What is the problem?
Languages like sr-Latn and Canadian_Aboriginal are being treated as invalid because their -, _ are being stripped.
Instead, the tool returns an error like:
The following language is not supported by the OCR engine: srLatn
sr-Latn is supported by Google. Canadian_Aboriginal is supported by Tesseract.

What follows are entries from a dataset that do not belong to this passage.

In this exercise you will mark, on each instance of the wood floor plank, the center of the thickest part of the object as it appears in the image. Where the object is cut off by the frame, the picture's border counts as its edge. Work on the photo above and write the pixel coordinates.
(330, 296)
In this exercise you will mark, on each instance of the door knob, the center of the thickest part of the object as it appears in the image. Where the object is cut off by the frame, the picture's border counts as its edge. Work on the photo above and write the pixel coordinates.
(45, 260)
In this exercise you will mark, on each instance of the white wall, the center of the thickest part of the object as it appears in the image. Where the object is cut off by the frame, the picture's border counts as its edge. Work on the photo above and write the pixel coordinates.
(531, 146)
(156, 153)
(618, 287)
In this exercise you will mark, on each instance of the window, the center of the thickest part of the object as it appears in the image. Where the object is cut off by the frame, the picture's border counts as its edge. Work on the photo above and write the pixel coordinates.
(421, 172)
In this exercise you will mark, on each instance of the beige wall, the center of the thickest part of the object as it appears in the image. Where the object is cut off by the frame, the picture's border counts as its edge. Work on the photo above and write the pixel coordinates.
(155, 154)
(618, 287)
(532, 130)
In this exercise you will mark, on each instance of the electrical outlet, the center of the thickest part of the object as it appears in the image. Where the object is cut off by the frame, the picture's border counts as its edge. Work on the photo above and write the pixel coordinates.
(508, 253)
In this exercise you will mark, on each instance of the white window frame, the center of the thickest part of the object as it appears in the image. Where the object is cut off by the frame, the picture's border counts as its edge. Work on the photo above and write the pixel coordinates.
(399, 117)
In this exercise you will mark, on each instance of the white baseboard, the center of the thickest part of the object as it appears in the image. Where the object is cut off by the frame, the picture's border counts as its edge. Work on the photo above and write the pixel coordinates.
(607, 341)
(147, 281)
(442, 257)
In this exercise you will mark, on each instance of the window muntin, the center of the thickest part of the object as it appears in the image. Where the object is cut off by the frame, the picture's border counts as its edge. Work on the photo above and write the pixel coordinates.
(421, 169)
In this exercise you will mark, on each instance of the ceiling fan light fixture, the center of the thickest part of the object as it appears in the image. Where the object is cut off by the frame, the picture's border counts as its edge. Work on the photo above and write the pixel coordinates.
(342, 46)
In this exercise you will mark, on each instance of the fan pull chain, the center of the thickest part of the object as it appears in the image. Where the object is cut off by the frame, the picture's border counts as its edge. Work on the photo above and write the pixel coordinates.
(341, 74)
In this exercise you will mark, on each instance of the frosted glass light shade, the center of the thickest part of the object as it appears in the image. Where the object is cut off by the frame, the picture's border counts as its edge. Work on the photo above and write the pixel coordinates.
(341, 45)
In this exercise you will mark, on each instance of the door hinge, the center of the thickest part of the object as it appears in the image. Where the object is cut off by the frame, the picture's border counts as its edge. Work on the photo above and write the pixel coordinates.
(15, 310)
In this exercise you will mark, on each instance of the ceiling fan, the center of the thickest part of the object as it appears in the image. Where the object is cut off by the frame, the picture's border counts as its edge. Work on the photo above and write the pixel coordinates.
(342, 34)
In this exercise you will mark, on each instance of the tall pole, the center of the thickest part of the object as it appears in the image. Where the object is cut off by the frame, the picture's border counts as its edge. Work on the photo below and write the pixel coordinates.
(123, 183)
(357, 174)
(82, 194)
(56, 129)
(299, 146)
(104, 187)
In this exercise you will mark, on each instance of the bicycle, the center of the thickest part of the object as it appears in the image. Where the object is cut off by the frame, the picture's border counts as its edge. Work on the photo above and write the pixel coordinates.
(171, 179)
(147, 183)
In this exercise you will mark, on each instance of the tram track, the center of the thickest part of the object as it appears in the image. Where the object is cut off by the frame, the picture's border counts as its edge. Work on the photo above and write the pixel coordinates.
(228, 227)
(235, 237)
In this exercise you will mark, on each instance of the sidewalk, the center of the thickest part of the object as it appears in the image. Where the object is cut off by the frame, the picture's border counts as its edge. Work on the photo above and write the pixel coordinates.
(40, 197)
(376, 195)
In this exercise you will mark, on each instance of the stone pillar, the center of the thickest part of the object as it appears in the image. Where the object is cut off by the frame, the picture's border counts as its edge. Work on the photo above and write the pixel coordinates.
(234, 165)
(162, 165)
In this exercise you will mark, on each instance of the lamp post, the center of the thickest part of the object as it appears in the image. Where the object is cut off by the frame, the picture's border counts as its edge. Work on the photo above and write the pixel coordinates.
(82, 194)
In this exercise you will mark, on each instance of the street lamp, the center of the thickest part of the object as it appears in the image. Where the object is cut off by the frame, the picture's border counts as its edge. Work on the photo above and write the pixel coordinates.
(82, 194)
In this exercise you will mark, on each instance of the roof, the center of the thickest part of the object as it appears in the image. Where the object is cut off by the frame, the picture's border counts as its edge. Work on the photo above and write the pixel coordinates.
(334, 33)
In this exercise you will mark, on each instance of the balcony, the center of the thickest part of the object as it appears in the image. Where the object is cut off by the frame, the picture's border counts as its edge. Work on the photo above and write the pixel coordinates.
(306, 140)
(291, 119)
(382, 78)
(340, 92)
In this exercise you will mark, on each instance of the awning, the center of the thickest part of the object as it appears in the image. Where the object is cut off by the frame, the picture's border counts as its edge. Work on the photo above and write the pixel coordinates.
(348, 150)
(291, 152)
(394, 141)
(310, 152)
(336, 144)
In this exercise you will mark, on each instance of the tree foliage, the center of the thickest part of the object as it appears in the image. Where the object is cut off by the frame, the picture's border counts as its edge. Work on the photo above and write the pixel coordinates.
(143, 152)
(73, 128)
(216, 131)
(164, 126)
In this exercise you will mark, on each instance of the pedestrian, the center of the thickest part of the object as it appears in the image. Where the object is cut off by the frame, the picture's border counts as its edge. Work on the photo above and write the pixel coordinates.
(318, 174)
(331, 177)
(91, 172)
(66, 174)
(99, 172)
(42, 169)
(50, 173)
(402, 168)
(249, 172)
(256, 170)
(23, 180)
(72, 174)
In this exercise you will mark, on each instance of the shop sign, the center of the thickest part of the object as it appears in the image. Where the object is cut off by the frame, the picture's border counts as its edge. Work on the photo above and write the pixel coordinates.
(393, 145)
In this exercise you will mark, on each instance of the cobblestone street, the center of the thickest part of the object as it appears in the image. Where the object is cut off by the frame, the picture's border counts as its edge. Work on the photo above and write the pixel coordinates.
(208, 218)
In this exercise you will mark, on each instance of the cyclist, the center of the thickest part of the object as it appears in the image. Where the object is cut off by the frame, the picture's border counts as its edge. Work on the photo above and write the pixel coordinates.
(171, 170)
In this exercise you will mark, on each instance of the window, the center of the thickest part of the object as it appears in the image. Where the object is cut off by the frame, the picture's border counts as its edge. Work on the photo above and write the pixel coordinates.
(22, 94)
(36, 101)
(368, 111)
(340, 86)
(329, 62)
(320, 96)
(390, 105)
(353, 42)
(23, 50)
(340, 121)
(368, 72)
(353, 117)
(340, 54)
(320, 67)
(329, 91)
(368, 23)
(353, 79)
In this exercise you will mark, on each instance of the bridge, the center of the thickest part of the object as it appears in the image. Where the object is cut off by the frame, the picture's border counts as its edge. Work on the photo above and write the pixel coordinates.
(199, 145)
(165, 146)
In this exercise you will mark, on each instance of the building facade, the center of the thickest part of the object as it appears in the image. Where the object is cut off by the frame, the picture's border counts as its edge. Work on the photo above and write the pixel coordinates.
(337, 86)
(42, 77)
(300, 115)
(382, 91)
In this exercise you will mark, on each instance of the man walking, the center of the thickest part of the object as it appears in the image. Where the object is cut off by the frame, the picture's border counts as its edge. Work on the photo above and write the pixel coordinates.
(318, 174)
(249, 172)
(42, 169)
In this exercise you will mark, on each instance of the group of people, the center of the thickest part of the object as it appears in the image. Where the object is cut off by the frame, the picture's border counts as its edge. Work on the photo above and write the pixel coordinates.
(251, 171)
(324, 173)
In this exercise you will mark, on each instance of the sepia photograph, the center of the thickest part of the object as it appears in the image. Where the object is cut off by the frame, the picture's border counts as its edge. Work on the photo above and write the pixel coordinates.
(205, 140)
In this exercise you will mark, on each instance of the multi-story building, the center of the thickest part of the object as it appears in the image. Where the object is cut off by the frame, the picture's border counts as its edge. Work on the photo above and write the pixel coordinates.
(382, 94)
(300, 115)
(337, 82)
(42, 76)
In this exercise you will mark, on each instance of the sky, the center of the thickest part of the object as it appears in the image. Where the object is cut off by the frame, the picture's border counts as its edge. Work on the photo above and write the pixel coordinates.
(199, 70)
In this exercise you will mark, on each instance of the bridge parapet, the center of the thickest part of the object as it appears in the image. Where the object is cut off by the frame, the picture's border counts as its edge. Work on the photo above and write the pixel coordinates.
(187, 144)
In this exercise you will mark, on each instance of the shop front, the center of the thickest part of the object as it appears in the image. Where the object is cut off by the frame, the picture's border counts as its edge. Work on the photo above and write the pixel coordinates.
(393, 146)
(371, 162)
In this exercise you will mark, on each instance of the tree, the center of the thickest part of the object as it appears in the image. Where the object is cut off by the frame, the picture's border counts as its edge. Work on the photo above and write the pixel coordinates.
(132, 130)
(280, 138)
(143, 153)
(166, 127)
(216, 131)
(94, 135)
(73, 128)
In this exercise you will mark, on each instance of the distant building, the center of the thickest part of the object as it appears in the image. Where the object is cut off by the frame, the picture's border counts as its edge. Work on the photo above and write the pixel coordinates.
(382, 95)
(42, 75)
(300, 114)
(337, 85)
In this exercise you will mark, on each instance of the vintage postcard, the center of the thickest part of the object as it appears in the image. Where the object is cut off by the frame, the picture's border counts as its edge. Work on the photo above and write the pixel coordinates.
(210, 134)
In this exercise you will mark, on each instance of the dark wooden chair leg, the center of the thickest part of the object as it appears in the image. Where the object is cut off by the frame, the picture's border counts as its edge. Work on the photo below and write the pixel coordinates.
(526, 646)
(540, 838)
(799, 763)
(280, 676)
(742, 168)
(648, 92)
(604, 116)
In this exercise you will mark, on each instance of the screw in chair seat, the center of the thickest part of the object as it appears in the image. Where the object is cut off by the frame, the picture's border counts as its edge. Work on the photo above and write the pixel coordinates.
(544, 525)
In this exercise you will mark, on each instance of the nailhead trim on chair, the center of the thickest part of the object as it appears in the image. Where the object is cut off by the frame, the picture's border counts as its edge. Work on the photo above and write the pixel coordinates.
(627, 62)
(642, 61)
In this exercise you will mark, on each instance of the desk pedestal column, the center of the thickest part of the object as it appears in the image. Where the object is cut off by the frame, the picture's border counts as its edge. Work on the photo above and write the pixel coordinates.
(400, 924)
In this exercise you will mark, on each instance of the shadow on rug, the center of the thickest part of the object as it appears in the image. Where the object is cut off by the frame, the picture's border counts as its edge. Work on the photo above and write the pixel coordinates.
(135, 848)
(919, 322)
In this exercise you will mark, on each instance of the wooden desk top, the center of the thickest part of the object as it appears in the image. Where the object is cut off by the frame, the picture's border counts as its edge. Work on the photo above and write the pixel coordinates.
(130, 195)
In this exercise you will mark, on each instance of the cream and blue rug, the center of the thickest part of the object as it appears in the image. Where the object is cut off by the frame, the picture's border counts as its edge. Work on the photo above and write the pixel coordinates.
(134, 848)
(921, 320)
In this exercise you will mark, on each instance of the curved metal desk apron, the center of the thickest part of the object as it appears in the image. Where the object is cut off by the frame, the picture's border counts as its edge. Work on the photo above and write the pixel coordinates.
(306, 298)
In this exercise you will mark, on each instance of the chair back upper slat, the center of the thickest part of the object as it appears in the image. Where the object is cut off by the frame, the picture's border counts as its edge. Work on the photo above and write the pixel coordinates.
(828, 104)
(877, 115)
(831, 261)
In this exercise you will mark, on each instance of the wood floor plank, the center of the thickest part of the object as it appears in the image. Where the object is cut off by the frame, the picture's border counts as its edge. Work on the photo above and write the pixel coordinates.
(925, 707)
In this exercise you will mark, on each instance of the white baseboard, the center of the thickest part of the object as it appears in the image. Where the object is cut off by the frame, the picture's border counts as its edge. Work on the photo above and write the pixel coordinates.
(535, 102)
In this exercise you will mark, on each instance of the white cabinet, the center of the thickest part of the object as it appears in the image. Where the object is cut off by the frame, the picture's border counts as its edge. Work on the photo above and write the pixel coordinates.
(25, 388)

This bug affects 2 out of ~60 supported languages for google. 17 out of ~160 languages for Tesseract.
Urls to reproduce problem
- https://ocr-test.wmcloud.org/?image=https%3A%2F%2Fupload.wikimedia.org%2Fwikipedia%2Fcommons%2F6%2F64%2FGevel_-_Venray_-_20241580_-_RCE.jpg&langs%5B%5D=sr-Latn&engine=google
- https://ocr-test.wmcloud.org/?image=https%3A%2F%2Fupload.wikimedia.org%2Fwikipedia%2Fcommons%2F6%2F64%2FGevel_-_Venray_-_20241580_-_RCE.jpg&langs%5B%5D=Canadian_Aboriginal&engine=tesseract
Expected behavior: The image gets OCR'd
Observed behavior: Error returned of the form The following language is not supported by the OCR engine: CanadianAboriginal
Environment
Wikimedia OCR: Version 0.1.0-5-gf2af8be